Mrs. McAliskey was speaking after Dr. Conor Kenny, of Médecins Sans Frontières, discussed his own experiences working with migrants in Greece in the 2017 Seamus Deane Annual Lecture

The Cookstown community worker, who in her role as a director of the South Tyrone Empowerment Programme (STEP), actively promotes migrant workers’ rights, said Derry could become a real place of refuge for immigrants. She said large charities with deep pockets should be asked to ringfence funding to tackle homelessness among migrants and native citizens alike.

“Public pressure at local level could ensure that they invest some of their own money in direct service so that a homeless person has a bed for the night rather than a sad story of how the government won’t pay the charity to provide the bed. Every council, city, town, could have a ‘No Recourse to Public Funds Crisis Fund’ for those people living in their area who were destitute,” she said.

Communities can also take action by directly sponsoring refugees, said Mrs. McAliskey.
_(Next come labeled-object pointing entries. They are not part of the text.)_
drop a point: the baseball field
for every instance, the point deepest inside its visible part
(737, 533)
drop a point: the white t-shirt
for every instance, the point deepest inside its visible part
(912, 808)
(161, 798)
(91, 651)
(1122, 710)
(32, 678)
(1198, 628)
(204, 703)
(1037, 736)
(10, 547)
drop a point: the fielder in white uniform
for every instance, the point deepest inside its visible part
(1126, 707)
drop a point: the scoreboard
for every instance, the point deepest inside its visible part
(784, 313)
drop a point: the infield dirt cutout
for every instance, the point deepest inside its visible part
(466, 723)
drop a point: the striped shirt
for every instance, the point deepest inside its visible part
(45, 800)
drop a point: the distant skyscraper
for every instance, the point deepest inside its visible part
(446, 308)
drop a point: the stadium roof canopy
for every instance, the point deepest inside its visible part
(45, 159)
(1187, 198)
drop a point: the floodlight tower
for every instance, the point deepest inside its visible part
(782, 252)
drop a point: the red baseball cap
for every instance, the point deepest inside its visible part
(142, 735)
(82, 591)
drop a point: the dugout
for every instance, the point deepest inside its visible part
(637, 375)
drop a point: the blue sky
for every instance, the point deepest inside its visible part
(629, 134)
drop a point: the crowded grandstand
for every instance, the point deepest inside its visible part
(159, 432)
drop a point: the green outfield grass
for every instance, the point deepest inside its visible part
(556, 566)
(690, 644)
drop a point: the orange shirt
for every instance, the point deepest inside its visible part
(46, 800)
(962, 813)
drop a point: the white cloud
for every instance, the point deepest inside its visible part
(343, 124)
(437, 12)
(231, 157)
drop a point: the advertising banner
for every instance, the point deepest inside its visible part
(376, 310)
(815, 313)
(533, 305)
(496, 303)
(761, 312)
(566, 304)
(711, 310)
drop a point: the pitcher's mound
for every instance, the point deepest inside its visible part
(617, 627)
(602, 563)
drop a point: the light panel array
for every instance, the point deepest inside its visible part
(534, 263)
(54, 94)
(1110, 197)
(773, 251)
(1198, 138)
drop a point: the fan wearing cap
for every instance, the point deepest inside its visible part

“There is a process through which a community partnership of local authorities; charities; community organisations; local employers and citizens can collectively and pro-actively offer a future to an individual or family within the immigration system. Every council, every city and town could offer one family a future.”

And Derry should continue work towards joining a growing league of ‘Sanctuary Cities’ worldwide, which she said were “beacons of hope whose names become known beyond the reach of city boundaries...places of welcome where human beings know their rights will be protected and they will be safe.”

She said such a move would allow “Derry City and its neighbourhood communities truly say ‘refugees are welcome here’.”